We performed an experiment to compare the results produced by generator \(G\) using spectral angle distance loss functions with binary loss functions during the training phase. Traditional GANs use the binary loss function to train themselves. In our experiment, the spectral angle distance is used as the loss function of the \(G\) model to accelerate GAN training. Figure 13 shows the results generated by \(G\) with the binary loss function. Figure 14 shows the resultant spectral angle distance loss function, where the subtitle indicates the numerical order of the training epochs. From the number of epochs, we can see that the generator \(G\) with a spectral angle loss function can produce a more realistic spectrum and perform better.

Figure 13
figure 13

Spectral waveforms generated by \(G\) using a binary loss function after different epochs on the Indian Pines dataset.

Figure 14
figure 14

Spectral waveforms generated by \(G\) using the proposed spectral angle distance loss function after different epochs on the Indian Pines dataset.

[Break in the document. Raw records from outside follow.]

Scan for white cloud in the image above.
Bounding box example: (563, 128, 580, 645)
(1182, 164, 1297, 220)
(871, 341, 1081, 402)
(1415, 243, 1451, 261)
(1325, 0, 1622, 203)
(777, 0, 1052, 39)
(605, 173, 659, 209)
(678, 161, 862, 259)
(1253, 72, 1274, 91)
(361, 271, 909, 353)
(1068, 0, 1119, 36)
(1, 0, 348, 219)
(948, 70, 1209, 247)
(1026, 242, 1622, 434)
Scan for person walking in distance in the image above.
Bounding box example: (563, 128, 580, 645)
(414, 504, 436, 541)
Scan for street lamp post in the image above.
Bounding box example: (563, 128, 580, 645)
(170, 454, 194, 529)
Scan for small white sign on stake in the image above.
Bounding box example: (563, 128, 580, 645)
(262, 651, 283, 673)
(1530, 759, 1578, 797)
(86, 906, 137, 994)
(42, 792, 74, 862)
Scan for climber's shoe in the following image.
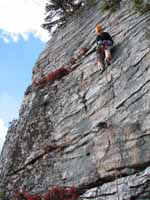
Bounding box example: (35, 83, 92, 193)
(99, 66, 105, 74)
(105, 58, 112, 66)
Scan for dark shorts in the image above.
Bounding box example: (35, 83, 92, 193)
(103, 40, 113, 50)
(97, 40, 113, 50)
(96, 40, 113, 61)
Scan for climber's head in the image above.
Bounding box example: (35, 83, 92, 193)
(96, 25, 103, 35)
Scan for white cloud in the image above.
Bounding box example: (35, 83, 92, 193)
(0, 0, 49, 42)
(0, 118, 7, 152)
(3, 37, 9, 43)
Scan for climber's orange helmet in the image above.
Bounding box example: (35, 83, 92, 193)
(95, 25, 103, 33)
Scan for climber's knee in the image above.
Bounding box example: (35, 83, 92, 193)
(105, 49, 112, 62)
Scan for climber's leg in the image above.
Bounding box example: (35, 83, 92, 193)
(103, 40, 113, 65)
(96, 47, 105, 72)
(104, 49, 112, 65)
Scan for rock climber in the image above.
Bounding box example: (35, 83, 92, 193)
(95, 24, 114, 72)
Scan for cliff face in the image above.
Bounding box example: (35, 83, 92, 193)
(0, 0, 150, 199)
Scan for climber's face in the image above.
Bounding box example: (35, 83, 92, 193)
(97, 30, 103, 35)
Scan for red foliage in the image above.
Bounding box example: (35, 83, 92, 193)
(79, 47, 88, 56)
(69, 57, 77, 65)
(32, 46, 89, 87)
(15, 190, 41, 200)
(15, 186, 79, 200)
(34, 67, 70, 86)
(47, 67, 70, 82)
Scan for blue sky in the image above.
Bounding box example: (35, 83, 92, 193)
(0, 35, 45, 123)
(0, 0, 49, 151)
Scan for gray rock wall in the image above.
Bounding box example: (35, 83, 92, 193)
(0, 0, 150, 199)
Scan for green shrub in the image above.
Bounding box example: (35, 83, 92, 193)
(133, 0, 150, 14)
(100, 0, 121, 13)
(0, 191, 5, 199)
(86, 0, 97, 6)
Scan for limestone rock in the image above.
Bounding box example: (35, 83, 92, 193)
(0, 0, 150, 199)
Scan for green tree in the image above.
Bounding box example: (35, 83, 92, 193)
(42, 0, 83, 32)
(133, 0, 150, 14)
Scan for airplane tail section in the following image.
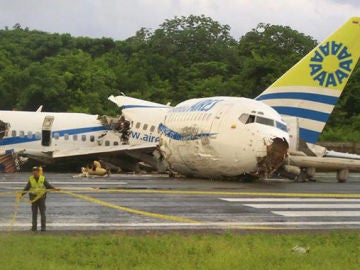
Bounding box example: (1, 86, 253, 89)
(256, 17, 360, 144)
(108, 95, 170, 110)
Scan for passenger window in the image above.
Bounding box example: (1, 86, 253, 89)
(113, 141, 119, 146)
(11, 130, 16, 137)
(54, 133, 60, 140)
(90, 135, 95, 142)
(35, 132, 41, 139)
(81, 135, 86, 141)
(27, 131, 32, 138)
(105, 140, 110, 146)
(150, 125, 155, 132)
(64, 134, 69, 140)
(19, 131, 25, 138)
(73, 135, 78, 141)
(136, 122, 141, 129)
(143, 124, 148, 130)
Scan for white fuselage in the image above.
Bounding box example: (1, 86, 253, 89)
(0, 110, 155, 159)
(157, 97, 289, 178)
(0, 111, 105, 152)
(0, 96, 289, 179)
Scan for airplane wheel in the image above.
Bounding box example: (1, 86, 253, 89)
(337, 169, 349, 183)
(296, 170, 307, 182)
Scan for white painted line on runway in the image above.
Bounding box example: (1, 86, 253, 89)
(244, 204, 360, 209)
(220, 198, 360, 202)
(272, 211, 360, 217)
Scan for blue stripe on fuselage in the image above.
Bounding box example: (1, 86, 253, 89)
(0, 126, 106, 146)
(158, 123, 216, 141)
(256, 92, 338, 105)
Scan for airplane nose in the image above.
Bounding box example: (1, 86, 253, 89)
(257, 137, 289, 178)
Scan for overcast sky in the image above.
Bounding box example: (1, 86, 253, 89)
(0, 0, 359, 41)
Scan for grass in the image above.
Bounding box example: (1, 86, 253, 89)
(0, 231, 359, 270)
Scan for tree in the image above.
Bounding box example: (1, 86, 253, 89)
(238, 23, 317, 97)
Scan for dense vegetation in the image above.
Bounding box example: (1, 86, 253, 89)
(0, 16, 359, 141)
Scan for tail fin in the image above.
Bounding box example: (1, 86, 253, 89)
(256, 17, 360, 144)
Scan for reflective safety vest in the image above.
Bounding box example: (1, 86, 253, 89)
(29, 175, 46, 194)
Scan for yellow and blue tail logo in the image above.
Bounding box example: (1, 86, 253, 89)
(256, 17, 360, 144)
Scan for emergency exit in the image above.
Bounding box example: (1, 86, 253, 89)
(41, 116, 54, 146)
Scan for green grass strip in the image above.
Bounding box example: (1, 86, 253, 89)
(1, 231, 359, 270)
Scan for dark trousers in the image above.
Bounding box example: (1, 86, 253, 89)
(31, 197, 46, 230)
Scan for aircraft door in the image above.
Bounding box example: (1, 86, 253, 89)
(0, 120, 9, 140)
(41, 116, 54, 146)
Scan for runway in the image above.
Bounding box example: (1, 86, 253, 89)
(1, 172, 360, 231)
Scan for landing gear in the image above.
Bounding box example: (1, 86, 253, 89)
(337, 169, 349, 183)
(296, 167, 316, 182)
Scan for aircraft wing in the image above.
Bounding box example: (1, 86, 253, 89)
(287, 155, 360, 171)
(22, 143, 157, 160)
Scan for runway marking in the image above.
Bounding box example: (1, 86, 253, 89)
(61, 190, 201, 224)
(221, 198, 360, 202)
(221, 197, 360, 218)
(2, 188, 360, 199)
(273, 211, 360, 217)
(88, 189, 360, 198)
(244, 204, 360, 209)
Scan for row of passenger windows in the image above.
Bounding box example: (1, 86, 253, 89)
(11, 130, 41, 138)
(166, 113, 212, 122)
(133, 122, 156, 132)
(10, 130, 101, 143)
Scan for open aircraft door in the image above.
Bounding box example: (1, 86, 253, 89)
(41, 116, 54, 146)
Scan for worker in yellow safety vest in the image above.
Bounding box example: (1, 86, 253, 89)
(22, 166, 56, 232)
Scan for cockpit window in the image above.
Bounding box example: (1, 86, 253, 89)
(239, 114, 255, 124)
(239, 114, 249, 124)
(256, 116, 274, 127)
(276, 121, 288, 132)
(240, 113, 287, 132)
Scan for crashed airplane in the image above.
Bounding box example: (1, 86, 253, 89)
(0, 17, 359, 181)
(110, 17, 360, 181)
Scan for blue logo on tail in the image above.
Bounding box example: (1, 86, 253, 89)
(309, 41, 353, 87)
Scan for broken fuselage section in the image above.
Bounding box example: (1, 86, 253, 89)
(158, 97, 289, 179)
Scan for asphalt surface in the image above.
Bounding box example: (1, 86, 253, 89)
(1, 172, 360, 232)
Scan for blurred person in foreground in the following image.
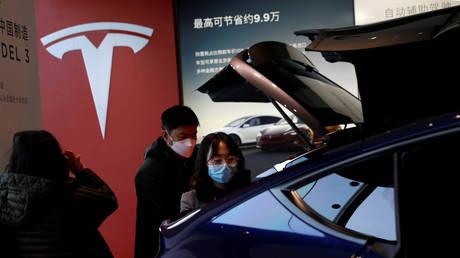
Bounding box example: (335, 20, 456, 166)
(0, 130, 117, 257)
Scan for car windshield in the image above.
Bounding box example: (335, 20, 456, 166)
(225, 116, 250, 127)
(275, 119, 287, 125)
(275, 116, 304, 126)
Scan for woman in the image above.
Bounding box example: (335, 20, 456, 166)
(0, 130, 117, 257)
(180, 132, 250, 212)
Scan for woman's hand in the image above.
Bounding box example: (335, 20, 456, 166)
(62, 150, 85, 174)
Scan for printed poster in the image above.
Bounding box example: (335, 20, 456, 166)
(0, 0, 41, 169)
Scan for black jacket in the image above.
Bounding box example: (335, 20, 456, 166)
(134, 137, 196, 258)
(0, 168, 118, 258)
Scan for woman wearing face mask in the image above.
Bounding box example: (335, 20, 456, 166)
(180, 132, 251, 213)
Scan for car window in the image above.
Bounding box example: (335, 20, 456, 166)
(274, 118, 287, 125)
(225, 116, 249, 127)
(274, 116, 304, 126)
(299, 174, 364, 221)
(346, 186, 396, 240)
(285, 156, 308, 168)
(260, 116, 281, 124)
(247, 118, 261, 126)
(292, 155, 396, 241)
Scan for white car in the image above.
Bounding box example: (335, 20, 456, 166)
(203, 115, 281, 145)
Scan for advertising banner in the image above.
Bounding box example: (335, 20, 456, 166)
(355, 0, 460, 25)
(175, 0, 358, 141)
(0, 0, 41, 169)
(175, 0, 357, 176)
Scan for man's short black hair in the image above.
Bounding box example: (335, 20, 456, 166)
(161, 105, 199, 132)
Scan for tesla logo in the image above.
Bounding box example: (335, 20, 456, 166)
(40, 22, 154, 139)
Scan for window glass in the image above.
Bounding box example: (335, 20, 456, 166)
(225, 116, 250, 127)
(300, 173, 363, 221)
(274, 115, 304, 125)
(274, 118, 288, 125)
(293, 164, 396, 241)
(285, 156, 308, 168)
(261, 116, 282, 124)
(213, 191, 325, 237)
(346, 187, 396, 240)
(248, 118, 260, 126)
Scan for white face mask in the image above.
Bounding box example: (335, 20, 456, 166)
(169, 137, 196, 158)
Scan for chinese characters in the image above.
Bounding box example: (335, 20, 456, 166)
(194, 42, 307, 75)
(1, 17, 31, 63)
(384, 1, 453, 19)
(193, 11, 280, 29)
(0, 17, 29, 41)
(0, 83, 28, 105)
(195, 48, 243, 74)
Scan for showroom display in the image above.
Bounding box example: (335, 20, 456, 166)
(158, 6, 460, 258)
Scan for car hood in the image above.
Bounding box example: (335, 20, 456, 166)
(198, 6, 460, 136)
(198, 41, 362, 137)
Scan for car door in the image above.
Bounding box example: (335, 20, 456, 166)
(239, 117, 263, 143)
(268, 125, 460, 258)
(209, 146, 395, 257)
(269, 150, 397, 257)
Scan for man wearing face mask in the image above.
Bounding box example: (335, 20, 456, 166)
(134, 105, 199, 258)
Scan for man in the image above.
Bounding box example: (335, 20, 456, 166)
(134, 105, 199, 257)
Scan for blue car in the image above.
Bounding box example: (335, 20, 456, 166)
(159, 6, 460, 258)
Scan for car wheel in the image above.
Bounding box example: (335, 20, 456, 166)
(229, 134, 241, 146)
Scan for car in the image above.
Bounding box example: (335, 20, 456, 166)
(202, 115, 281, 145)
(158, 6, 460, 258)
(256, 116, 342, 151)
(256, 115, 313, 151)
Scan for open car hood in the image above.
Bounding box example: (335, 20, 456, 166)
(198, 41, 363, 137)
(199, 6, 460, 136)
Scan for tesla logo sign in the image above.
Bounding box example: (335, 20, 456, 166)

Figure 15 shows the values of the SAD between the real spectral curve and those generated by the SADGAN and HSGAN using binary loss functions. The training data used in the two methods are from the sixth class (grass-trees, 730 samples) in the Indian Pines dataset. According to Eq. (7), we set the average of the samples generated by the \(G\) model in the HSGAN and SADGAN as \(a\) and the average of the real sixth class as \(b\). The experiment is performed to find the SAD value between \({\varvec{a}}\) and \({\varvec{b}}\) in each iteration. It can be seen from Fig. 13 that as the iteration proceeds, the SAD value of the SADGAN method with the SAD loss function can quickly and stably generate a spectral curve close to the real data (a SAD value close to 1 indicates that the curves are similar). Because of the instability in the training phase of the GAN23, the curve of the HSGAN’s SAD suddenly drops between 60 and 90. In comparison, the curve of the SAD of the SADGAN is very smooth, which indicates that our method is more stable during training.

Figure 15
figure 15

Spectral angle distances of the HSGAN and SADGAN with different epochs.

Conclusion

We proposed a novel semisupervised HSI classification algorithm (SADGAN) by introducing spectral angle distance as a loss function and multilayer feature fusion in the GAN. Traditional GANs are designed to generate 2D natural images without considering the characteristics of the spectrum itself. The spectral angle mapper is an important spectral matching method. Using the spectral angle distance as the loss function of the GAN, the convergence of \(G\) is accelerated, and the GAN can generate samples closer to the real spectrum. When the GAN model is trained using all unlabeled samples, the discriminator will acquire the ability to extract the features of all samples. Using the multilayer features of the discriminator and a few labeled samples, we can train a HIS classifier. The proposed method was validated on four hyperspectral datasets and was proven to outperform state-of-the-art methods. To show the effect of the SADGAN more intuitively, the results of a generative model for HSI are visualized and analyzed. By comparing the SAD values between the samples generated by the generator and the real samples, the proposed method can significantly make GAN training more efficient and stable. Detailed experimental analysis also demonstrates that both the spectral angle distance and multilayer feature fusion play important roles in improving the classification performance.